Symposium on endangered languages held to preserve the Ryukyuan languages
September 18, 2014 Ryukyu Shimpo
On September 17 at the Okinawa Convention Center in Ginowan City, the 18th Foundation of Endangered Languages Symposium was held. It was the first time for the event to be held in East Asia. Researchers presented the critical problem of the dying out of Ryukyuan languages. They also reported on preservation efforts in Hawaii, where the Okinawan community has initiated various activities to perpetuate use of the language. Presenting Ryukyuan dance and performing arts, the symposium showcased the cultural diversity and uniqueness of Okinawa to the world. About 100 people from 21 countries, including speakers and researchers of endangered languages, took part in the symposium.
Chair Shinsho Miyara of the Ryukyuan Heritage Language Society explained the origin and structure of Ryukyuan languages. Professor Masahide Ishihara from the University of the Ryukyus stated, “It is possible for Ryukyuan languages to coexist with Japanese language. If Shimakutuba (Ryukyuan languages) are more used in our daily life, this will establish a positive image of the language, eventually leading us to preserve Ryukyuan languages.”

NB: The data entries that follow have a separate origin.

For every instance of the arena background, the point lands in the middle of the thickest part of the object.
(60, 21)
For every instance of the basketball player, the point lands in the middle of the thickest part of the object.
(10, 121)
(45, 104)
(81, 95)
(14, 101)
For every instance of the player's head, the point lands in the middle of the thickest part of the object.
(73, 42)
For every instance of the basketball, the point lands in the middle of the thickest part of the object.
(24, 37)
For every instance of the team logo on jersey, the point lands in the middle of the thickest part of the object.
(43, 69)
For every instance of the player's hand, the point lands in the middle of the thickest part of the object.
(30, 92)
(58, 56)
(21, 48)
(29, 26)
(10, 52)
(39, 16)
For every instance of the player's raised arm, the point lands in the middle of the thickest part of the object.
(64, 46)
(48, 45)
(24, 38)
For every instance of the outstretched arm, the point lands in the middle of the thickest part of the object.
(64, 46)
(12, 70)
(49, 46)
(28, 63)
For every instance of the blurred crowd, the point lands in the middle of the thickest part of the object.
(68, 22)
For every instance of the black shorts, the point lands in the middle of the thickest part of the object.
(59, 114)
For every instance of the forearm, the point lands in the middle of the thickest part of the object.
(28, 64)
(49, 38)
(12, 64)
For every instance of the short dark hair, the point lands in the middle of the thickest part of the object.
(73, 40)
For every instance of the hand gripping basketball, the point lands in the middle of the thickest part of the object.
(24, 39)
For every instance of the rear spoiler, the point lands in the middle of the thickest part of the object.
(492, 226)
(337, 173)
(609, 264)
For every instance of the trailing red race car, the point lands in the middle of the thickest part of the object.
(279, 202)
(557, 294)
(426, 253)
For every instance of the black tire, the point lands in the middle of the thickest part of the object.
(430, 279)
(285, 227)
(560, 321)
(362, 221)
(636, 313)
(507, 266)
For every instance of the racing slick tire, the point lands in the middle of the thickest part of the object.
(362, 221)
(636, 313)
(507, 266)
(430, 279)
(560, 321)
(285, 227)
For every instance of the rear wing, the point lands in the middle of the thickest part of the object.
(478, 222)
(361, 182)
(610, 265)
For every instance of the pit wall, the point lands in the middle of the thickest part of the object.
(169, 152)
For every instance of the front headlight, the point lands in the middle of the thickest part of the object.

Professor Tatsuro Maeda from the Tokyo University of Foreign Languages gave a presentation on Amami languages, saying; “In Amami, Kagoshima Prefecture has the administrative authority, and the population size and economic power are also small. Amami faces a more severe situation than Okinawa in preserving its languages. People in Amami and Okinawa need to work together for inheritance of the endangered languages.”
Professor Emeritus at the University of Hawaii Kyoko Hijirida reported on Okinawan language inheritance activities at the university. On September 18 and 19 at the Okinawa International University, researchers attended additional presentations in English that were not open to public.